There’s an old saying, “If you want to make God laugh, tell him your plans.” I never planned on joining a church, I was just looking for a place to hang out at one Christmas and I never planned on spending one Thursday a month cooking dinner for 60 to 100 people. But God had other plans.
Like today, I was asked to read Bishop James Mauney’s sermon today as pastor is away, but after reading it over I asked if I could speak a little about my experience with the Grace and Main dinners, as in reading his sermon a couple of things touched my heart. The Bishop starts with asking us to look at today’s Prayer for the day, which I’ll ask everyone to do right now:
“All-powerful God, in Jesus Christ you turned death into life and defeat into victory. Increase our faith and trust in him, that we may triumph over all evil in the strength of the same Jesus Christ, our Savior and Lord.”

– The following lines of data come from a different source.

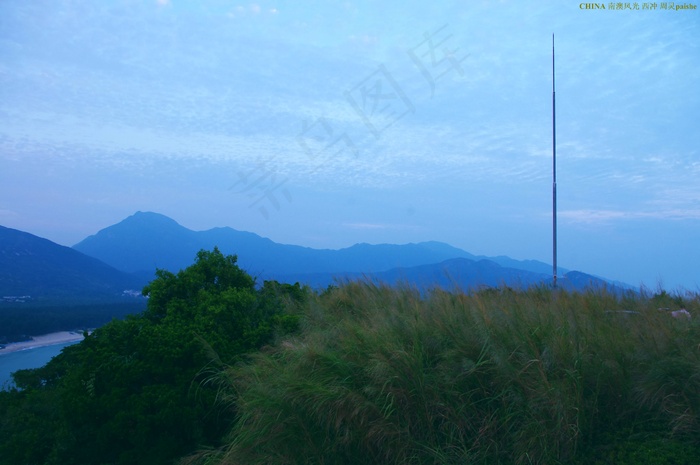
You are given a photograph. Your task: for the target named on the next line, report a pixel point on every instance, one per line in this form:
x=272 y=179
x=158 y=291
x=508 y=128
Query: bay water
x=28 y=358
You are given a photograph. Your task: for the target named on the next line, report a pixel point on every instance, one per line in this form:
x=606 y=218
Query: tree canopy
x=137 y=390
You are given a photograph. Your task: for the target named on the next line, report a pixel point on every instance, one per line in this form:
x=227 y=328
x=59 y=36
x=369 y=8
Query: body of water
x=28 y=358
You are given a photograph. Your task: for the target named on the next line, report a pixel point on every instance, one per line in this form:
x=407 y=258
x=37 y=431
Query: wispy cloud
x=607 y=216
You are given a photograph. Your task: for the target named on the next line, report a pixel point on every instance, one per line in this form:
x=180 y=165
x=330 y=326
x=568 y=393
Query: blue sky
x=327 y=123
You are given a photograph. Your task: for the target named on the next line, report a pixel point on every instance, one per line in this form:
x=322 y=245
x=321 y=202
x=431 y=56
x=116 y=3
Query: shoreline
x=44 y=340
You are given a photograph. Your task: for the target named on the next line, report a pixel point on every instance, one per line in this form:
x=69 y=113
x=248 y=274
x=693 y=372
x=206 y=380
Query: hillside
x=146 y=241
x=45 y=271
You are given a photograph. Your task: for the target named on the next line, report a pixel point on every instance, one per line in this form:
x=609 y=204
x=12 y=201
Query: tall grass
x=386 y=375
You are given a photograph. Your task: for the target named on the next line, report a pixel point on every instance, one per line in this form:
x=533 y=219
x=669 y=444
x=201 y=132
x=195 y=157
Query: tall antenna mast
x=554 y=175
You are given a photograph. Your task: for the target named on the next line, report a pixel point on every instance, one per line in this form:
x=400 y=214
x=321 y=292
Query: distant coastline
x=43 y=341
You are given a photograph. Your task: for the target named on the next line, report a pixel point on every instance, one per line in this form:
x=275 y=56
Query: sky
x=329 y=123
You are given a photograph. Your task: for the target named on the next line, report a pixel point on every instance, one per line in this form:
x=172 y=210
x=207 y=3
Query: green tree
x=136 y=390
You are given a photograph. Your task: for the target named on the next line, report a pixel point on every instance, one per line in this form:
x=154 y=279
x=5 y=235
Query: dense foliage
x=138 y=390
x=218 y=371
x=381 y=375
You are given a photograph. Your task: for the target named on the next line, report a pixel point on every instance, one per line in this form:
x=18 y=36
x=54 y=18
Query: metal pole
x=554 y=175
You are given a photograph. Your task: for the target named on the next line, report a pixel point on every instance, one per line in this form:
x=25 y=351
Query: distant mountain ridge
x=36 y=267
x=145 y=241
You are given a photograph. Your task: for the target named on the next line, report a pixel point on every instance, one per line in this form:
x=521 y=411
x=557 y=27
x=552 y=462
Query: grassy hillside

He then talks briefly about “the weariness of the land” and that watching the tv news can make you weary in two minutes! But then he says, “My Jesus is a rock in a weary land!” And that spoke to me, because in many ways that is what we have become and by the Grace of God will become more to the folks at Grace and Main. Part of the rock for a weary land.
You see in the 2 and a half years we’ve been doing this, I’ve seen the dinners grow from a—forgive me for saying it this way—but “let’s be good Christians and feed the homeless” to a community of people who love and care for each other and a church that has opened its heart in love and hospitality to some folks who do live in a weary land.
We were asked in the beginning to be part of what Grace and Main called [their weekly feasts] with [other congregational partners]. That’s now down to just one, us and—at the risk of sounding negative towards some my fellow brothers and sisters in Christ, but I have to say with some pride—it was our attitude of hospitality and service from the beginning that made Grace and Main ask if we would keep doing the dinners when they [changed to their new way of doing meals]. That is because I’ve seen time and time again, members of Ascension come forward and give of their time, talents and money to help with love of Christ in their hearts.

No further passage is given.